Older studies, performed before the Echtler publication, are equally inconclusive. A prospective cohort study from Singapore demonstrated that, when controlling for other factors, platelet count was of borderline significance for predicting failed closure of PDA with indomethacin (OR 0.987, p=0.045) [153]. On the other hand, in a randomized trial of transfusions to keep the platelet count >150,000/ μl in thrombocytopenic preterm infants, rates of PDA were nearly identical in the two groups [154].
These conflicting studies have led Sallmon and colleagues to suggest an alternative hypothesis: immature platelet function, not platelet count, plays a role in persistent patency of the DA in the preterm human infant [155]. The rationale for this theory includes evidence for impaired platelet function in preterm infants compared to term infants and adults and the important observation that term infants with severe alloimmune or autoimmune thrombocytopenia do not have higher than expected rates of PDA [156,157]. However, no definitive data in humans or animals yet exists to support the theory that developmental differences in platelet function contribute to persistent PDA in preterm infants.

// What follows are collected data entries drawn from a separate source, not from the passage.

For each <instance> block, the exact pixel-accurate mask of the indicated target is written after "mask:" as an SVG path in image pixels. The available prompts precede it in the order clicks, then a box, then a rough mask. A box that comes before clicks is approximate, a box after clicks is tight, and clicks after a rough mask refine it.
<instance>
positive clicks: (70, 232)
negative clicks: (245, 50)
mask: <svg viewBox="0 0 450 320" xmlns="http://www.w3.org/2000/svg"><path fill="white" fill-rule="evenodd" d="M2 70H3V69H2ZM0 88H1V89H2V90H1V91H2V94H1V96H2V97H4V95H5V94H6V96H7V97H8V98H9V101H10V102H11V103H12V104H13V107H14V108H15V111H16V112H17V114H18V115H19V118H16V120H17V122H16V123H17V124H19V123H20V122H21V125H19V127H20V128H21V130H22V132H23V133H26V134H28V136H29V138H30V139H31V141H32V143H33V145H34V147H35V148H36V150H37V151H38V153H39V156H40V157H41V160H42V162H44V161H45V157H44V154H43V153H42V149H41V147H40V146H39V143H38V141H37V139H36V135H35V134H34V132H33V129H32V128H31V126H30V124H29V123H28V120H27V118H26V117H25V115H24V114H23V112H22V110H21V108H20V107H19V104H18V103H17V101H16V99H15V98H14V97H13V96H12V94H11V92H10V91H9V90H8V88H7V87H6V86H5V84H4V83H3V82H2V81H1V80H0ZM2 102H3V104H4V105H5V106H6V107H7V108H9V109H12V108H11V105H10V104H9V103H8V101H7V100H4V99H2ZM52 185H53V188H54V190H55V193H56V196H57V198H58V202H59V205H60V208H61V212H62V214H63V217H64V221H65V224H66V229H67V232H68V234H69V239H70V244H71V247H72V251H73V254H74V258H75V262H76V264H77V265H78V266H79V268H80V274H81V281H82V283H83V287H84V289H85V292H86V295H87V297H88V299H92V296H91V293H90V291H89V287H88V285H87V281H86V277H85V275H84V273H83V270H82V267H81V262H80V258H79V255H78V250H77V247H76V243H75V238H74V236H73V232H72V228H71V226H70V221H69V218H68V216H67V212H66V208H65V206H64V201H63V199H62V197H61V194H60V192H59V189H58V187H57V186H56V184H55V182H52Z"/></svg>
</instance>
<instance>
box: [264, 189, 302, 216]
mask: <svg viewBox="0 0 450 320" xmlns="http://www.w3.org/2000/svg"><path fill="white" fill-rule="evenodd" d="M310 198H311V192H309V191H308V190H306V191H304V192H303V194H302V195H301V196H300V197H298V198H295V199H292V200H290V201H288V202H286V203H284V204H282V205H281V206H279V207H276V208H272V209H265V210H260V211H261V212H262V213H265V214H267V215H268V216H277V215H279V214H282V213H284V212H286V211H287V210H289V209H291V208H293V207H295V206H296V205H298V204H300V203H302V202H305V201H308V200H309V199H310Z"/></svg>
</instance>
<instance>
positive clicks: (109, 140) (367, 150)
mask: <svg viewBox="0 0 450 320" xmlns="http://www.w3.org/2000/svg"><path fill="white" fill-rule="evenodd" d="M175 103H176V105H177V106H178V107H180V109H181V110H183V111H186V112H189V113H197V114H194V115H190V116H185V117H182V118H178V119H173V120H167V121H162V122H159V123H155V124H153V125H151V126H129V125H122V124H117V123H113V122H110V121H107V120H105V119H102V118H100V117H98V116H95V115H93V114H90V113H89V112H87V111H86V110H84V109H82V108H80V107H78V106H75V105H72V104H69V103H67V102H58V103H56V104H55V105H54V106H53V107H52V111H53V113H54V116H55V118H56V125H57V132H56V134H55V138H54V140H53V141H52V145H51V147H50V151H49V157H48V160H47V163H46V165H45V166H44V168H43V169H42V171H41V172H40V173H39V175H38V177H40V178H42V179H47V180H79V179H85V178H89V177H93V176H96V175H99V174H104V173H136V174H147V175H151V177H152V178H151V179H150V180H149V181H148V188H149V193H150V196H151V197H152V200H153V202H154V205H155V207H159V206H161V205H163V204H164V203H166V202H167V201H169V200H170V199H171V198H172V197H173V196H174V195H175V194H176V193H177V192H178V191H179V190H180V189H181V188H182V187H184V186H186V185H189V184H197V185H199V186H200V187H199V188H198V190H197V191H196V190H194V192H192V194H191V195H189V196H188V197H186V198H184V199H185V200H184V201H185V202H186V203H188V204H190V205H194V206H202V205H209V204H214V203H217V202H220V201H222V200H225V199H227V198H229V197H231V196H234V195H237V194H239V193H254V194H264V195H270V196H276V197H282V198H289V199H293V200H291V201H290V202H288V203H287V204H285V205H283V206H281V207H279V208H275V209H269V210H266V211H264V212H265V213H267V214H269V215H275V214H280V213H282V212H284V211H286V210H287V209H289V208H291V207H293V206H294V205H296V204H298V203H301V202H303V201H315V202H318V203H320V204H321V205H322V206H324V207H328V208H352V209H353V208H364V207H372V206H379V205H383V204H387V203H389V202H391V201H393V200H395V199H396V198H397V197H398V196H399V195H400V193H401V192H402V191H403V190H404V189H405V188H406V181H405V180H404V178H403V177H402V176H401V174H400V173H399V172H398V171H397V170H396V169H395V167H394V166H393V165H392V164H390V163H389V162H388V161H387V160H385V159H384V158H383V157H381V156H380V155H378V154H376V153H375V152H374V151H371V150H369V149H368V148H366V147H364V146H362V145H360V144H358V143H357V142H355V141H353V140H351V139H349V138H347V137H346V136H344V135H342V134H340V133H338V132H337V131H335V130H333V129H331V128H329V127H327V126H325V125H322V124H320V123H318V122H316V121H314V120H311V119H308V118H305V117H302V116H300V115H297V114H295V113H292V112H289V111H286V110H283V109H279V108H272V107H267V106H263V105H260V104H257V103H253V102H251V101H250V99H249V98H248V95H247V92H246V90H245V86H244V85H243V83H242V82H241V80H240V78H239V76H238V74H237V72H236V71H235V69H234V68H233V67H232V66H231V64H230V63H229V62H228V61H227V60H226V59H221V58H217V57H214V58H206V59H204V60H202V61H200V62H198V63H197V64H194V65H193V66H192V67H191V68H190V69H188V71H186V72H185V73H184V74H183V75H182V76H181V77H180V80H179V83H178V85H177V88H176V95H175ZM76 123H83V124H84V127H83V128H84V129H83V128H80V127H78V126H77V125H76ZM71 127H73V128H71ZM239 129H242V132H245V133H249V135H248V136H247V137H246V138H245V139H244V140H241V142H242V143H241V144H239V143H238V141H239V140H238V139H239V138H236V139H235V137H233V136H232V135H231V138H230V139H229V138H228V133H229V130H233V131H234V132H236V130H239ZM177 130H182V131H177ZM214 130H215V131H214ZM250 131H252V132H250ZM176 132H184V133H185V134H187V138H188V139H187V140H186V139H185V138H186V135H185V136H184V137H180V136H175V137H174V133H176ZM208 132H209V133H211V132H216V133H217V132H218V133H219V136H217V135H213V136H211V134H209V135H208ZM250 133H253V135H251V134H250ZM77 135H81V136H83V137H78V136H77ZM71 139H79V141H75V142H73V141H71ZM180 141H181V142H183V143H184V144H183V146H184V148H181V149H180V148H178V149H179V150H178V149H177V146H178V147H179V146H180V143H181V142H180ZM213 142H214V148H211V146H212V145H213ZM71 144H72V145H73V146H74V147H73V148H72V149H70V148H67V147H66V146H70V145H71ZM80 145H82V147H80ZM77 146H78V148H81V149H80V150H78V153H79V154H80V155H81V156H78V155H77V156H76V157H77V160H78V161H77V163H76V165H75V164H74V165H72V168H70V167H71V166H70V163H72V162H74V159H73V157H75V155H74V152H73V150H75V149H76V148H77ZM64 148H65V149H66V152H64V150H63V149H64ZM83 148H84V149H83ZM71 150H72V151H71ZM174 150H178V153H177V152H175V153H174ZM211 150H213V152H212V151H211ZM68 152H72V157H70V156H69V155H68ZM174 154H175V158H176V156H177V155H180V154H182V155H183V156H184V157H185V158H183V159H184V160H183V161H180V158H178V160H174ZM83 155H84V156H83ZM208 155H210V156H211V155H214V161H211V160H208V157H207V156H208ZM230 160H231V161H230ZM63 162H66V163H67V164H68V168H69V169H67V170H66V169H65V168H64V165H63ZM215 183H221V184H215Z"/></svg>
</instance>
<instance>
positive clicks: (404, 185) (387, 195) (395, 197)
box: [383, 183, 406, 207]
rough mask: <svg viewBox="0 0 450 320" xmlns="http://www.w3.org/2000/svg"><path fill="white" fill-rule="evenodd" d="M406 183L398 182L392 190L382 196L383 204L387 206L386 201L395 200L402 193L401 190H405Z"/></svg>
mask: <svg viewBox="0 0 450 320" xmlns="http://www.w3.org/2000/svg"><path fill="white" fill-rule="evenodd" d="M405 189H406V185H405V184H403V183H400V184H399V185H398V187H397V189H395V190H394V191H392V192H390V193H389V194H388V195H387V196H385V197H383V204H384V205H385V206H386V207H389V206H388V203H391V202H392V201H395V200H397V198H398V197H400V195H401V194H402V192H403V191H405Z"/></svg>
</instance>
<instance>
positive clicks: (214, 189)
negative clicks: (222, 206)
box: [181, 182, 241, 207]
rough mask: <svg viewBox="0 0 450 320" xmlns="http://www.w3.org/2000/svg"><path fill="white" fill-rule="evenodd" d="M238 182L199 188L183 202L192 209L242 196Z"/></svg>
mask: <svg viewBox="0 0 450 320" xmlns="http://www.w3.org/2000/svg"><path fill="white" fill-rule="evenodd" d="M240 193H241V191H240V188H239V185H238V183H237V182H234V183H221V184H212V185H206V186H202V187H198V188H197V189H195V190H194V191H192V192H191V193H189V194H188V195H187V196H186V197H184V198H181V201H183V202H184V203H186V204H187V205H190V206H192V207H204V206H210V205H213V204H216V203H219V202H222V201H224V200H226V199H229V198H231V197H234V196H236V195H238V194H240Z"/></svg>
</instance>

Thus, despite multiple studies, the platelet-PDA relationship remains unclear. Echtler presented compelling and novel murine data about the role of platelets in successful DA closure. The few small, single center studies that have been performed in preterm human subjects are contradictory, but do not suggest that thrombocytopenia in the first days of life consistently results in failure of DA closure. Physiological differences in the mechanism of DA closure between mice and humans or population differences between cohorts in the human studies may account for these conflicting results. As Echtler and others have suggested, it is likely that the role of platelets in DA closure cannot be elucidated without large controlled clinical studies.
While the DA is a vessel rarely dwelled upon after patients leave the neonatal intensive care unit, it is critical for both fetal well-being and the transition to newborn life. Recent research has provided a window into the important molecular pathways regulating the development and function of the DA. However, there continues to be a tremendous amount that is unknown. Many of the animal models have focused on the late preterm or term DA, but there is a distinct possibility that the DA of the ELBW is functionally dissimilar. Further analysis of these pathways earlier in gestation is necessary. The extension of rodent and non-human primate studies to human basic science and clinical studies will likely reveal conserved pathways with potential therapeutic targets. As detailed in this review, these targets may include modulation of hematopoietic cells, specific ion channels, prostaglandins or signaling pathways including angiotensin and endothelin. In the future, improved mechanisms by which clinicians can modulate the patency and closure of the human ductus arteriosus will undoubtedly improve the lives of countless infants.
Supported by NIH grants HL086633 (Stoller), HL109199, HD52953 (Dagle) and HL77395, HL96967, HL109199 (Reese) and by AHA grant 11BGIA7370043 (Stoller).